Werbung auf Blogs – normalerweise eine eher unschöne Sache. Wer kennt nicht diese Blogs, die mit dem Versprechen ködern, den Leser in kürzester Zeit durch Internet-Werbung zu einem reichen Mann zu machen?
Seit heute gibt es auf «Taktikbesprechung» ebenfalls Werbung. Eine kleine Anzeige von Rasenschach, zu finden ganz unten in der Navigationsspalte.
Ich habe mich dazu entschlossen, das ganze Vorgehen möglichst transparent zu machen. Ich kenne Alex (alias gses), einen der Betreiber von Rasenschach, dank des ersten Fußballpodcast-Testballons in München persönlich, er erschien mir sympathisch und alles andere als einer dieser Klischee-«Ich will mein Geld online verdienen»-Typen. Vor kurzem schrieb er mir eine nette E-Mail, in der er fragte, ob ich an einer Werbe-Anzeige für «Rasenschach» auf «Taktikbesprechung» interessiert wäre. Nach kurzem Überlegen und einigen wenigen Rückfragen sagte ich zu.

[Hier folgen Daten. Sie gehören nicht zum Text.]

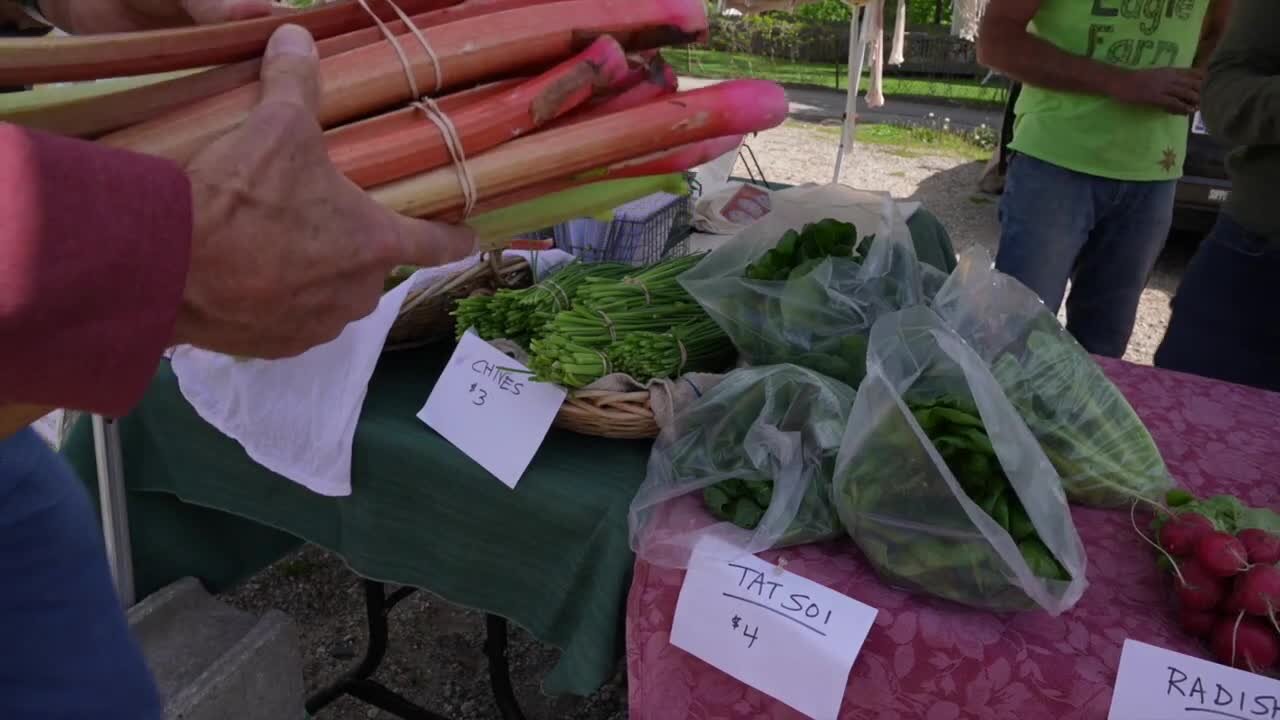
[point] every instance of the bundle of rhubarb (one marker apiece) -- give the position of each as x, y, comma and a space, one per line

Was springt für mich dabei heraus?
Für jeden Benutzer, der auf diese Anzeige klickt und sich danach bei Rasenschach anmeldet, erhalte ich Geld. Zusätzlich erhalte ich für jede Konto-Aufladung, die ein von mir vermittelter Nutzer tätigt, eine Prämie in Abhängigkeit von der Höhe der Aufladung. Konkrete Summen möchte ich an dieser Stelle nicht nennen, aber es wird mit Sicherheit nicht annähernd für meinen Lebensunterhalt sorgen, sondern eher für eine Brotzeit im Biergarten pro Monat. Und auch das nur, wenn’s gut läuft.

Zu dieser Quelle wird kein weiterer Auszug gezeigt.